A report from Jamaica’s Gleaner.

The clock is ticking on Caribbean preparedness for climate change, with a recent study giving the region more than 10 years within which to ready itself for a world warmed to 1.5 degrees Celsius.

“A 2030 attainment date for 1.5 degrees Celsius, as suggested by this and other similar studies, gives the Caribbean region less than 15 years to prepare for the consequences of a 1.5 degrees Celsius world and for the subsequent years when global temperatures move beyond this threshold,” writes the researchers, including Dr Tannecia Stephenson, a physicist and co-lead for the Climate Studies Group Mona, in the 2018 paper on the subject.

Stephenson is also head of the Department of Physics at the University of the West Indies, Mona.

Titled “Future Caribbean Climates in a World of Rising Temperatures: the 1.5 vs 2.0 Dilemma”, the paper’s other authors include Professor Michael Taylor, Dr Leonard Clarke, Jhordanne Jones, and Jayaka Campbell, also of the UWI, Jamaica; Abel Centella, Arnold Bezanilla and Alejandro Vichot of the Institute of Meteorology in Cuba; and John Charlery of the UWI, Barbados.

It presents the results of simulation models for the Caribbean as a whole and for five countries in particular, notably Cuba and Jamaica in the far north; Trinidad in the southeast; Belize in the west; and Barbados in the east.

“These territories represent both mainland (Belize) and island states of various sizes,” notes the study, which uses approximate future dates when the average temperature attains increments of 1.5 degrees Celsius, 2.0 degrees Celsius and 2.5 degrees Celsius above preindustrial times to arrive at the results.

What they found would seem to justify the mantra that was adopted by Caribbean small-island developing states, as they sought to influence the now historic 2015 Paris Agreement: ‘1.5 to Stay Alive’.


The findings include that a global warming target of 1.5 degrees Celsius will result in significant climatic change in the Caribbean, though it fares better than in a world warmed beyond that threshold.

“Agreeing to 1.5 degrees Celsius as a global limit still represents a concession to some degree of changes in the climatic regime of the Caribbean and the associated impacts those climatic shifts will bring,” the researchers said.

“In a 1.5 degrees Celsius future in comparison to the present, the Caribbean will be warmer with longer warm spells and longer hot and dry spells and will experience moderate to extreme drought approximately 16 per cent of the time,” they added.

At the same time, the changes in extremes seen at 1.5 degrees Celsius “also suggest unfamiliar conditions compared to the present with which the Caribbean will have to contend”. They include up to 120 more warm spell days.


Further, the researchers – whose work was facilitated by a grant from the Caribbean Development Bank and funding from the Pilot Programme for Climate Resilience funded by the Inter-American Development Bank – found significant differences for the Caribbean between a global warming target of 1.5 degrees Celsius and 2.0 degrees Celsius.
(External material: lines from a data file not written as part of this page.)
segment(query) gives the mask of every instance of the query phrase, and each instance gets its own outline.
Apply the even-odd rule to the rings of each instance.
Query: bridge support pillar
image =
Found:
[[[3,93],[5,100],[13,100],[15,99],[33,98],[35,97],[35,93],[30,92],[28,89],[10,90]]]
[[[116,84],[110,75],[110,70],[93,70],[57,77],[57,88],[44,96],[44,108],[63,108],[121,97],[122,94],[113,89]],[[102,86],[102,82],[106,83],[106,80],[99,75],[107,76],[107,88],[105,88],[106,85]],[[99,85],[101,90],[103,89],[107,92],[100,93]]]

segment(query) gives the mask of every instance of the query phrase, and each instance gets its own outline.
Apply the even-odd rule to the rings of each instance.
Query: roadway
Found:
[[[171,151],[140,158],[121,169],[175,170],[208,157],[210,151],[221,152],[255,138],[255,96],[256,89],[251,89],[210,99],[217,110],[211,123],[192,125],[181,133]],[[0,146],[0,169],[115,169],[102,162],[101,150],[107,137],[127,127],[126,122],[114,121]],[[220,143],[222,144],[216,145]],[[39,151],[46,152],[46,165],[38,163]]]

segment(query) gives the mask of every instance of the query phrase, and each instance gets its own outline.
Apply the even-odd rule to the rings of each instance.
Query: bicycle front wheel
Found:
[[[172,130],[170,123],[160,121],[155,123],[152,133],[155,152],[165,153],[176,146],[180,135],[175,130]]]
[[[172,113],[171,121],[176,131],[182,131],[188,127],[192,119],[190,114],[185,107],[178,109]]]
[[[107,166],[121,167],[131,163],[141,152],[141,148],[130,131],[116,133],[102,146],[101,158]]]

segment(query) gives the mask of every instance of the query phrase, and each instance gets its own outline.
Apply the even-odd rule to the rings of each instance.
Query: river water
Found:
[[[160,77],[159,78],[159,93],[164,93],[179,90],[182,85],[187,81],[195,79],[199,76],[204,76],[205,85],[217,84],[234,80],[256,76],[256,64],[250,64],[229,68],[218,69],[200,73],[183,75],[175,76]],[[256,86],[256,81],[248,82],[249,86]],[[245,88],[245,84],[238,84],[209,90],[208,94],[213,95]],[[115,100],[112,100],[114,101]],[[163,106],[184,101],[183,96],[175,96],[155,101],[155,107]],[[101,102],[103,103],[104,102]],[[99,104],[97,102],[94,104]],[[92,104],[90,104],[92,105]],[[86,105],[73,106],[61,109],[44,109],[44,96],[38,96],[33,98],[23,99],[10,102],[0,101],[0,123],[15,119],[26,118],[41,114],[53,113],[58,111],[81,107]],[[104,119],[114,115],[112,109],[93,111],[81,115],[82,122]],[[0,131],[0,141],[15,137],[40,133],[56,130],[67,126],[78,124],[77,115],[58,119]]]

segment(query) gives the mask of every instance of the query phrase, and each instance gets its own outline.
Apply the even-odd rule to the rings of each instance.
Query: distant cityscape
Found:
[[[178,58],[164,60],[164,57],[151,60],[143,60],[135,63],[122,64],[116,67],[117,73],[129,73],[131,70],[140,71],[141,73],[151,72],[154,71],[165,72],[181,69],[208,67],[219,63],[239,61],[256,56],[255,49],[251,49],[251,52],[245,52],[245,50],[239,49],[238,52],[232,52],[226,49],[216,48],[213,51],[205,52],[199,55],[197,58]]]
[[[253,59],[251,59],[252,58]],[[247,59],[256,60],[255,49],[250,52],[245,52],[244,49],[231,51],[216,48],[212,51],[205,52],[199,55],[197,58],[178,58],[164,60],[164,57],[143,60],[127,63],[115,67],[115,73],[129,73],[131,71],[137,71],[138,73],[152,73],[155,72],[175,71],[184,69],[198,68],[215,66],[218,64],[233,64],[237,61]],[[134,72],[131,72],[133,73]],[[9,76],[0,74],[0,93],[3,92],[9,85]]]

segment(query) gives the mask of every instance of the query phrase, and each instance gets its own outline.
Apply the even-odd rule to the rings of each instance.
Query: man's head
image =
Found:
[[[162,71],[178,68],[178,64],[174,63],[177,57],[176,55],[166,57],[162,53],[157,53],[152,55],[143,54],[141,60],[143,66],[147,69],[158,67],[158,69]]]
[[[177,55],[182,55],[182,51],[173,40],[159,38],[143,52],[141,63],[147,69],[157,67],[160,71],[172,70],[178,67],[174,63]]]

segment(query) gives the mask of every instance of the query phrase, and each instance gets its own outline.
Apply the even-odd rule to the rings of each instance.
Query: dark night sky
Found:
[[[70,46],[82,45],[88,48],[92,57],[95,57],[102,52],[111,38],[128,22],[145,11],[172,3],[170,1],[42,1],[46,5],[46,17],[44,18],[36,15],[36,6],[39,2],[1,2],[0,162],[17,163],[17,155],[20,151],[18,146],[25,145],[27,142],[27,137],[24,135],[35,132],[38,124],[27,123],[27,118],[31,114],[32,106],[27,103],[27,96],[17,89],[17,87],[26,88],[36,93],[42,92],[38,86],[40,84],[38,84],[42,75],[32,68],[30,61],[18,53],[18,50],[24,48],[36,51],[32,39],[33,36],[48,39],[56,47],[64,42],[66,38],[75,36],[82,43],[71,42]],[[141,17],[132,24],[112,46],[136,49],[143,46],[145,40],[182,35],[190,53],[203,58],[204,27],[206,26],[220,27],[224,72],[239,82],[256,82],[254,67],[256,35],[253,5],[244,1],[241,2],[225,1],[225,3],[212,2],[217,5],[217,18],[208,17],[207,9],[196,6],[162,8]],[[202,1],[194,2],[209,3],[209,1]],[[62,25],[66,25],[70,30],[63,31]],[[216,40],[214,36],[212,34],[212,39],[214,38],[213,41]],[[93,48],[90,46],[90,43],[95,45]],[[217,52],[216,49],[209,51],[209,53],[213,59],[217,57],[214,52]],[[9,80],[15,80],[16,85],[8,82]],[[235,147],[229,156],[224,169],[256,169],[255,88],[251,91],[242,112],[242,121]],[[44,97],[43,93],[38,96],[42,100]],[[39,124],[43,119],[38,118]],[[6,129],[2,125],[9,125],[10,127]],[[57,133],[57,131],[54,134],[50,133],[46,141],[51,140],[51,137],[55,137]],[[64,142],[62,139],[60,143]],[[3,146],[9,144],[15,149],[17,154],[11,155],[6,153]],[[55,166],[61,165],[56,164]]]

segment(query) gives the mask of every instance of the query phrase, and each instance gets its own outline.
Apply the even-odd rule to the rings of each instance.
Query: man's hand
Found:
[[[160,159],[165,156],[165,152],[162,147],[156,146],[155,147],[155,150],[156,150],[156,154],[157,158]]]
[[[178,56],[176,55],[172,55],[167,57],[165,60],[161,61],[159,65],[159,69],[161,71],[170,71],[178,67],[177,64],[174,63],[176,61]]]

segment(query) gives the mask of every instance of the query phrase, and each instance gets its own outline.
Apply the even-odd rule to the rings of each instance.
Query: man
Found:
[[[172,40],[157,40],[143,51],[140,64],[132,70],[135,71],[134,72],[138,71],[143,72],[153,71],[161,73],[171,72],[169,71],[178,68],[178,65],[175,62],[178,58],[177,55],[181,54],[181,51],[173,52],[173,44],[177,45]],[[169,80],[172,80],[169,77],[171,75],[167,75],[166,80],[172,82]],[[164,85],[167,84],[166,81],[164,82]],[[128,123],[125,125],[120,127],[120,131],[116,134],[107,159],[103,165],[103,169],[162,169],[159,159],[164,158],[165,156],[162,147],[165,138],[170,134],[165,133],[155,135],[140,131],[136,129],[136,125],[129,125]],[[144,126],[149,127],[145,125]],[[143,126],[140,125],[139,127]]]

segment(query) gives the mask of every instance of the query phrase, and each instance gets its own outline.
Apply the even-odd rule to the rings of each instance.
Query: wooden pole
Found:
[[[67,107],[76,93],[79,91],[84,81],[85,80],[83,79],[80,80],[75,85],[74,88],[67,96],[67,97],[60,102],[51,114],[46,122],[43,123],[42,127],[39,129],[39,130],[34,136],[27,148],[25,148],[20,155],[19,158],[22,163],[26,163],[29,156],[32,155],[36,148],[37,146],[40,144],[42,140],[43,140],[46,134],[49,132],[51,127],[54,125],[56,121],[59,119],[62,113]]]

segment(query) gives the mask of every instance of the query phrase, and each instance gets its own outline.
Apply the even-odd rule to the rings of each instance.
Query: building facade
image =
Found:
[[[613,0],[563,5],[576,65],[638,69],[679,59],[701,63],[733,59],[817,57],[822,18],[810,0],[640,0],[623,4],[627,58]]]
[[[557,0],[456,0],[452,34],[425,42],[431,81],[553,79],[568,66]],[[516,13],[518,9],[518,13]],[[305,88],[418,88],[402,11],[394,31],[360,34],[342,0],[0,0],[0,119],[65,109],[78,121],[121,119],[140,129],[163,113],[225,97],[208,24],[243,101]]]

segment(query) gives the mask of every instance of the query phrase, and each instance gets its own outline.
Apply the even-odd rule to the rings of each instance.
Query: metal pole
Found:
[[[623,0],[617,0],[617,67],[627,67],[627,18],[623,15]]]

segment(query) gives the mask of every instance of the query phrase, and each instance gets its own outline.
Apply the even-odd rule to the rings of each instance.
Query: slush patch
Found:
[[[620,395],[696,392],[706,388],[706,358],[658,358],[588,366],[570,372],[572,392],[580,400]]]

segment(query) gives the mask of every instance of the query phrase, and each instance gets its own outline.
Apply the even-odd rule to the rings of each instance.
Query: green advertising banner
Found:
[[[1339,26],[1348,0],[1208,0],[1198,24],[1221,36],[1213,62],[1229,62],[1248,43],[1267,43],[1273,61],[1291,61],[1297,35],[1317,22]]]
Those differences include a further 0.2 degrees Celsius to 1.0 degree Celsius warming and year-round warm spells, longer hot and dry spells and extreme occurrences of extreme drought conditions.

Ultimately, the researchers conclude: “The call to limit global warming at the end of the century to 1.5 degrees Celsius above preindustrial temperatures is, then, also a call for more time to adapt to the accompanying significant shifts in regional climate that are still likely at 1.5 degrees Celsius … and may finally, then, also be a call to a less risky regional climate state than that which further warming may yield.”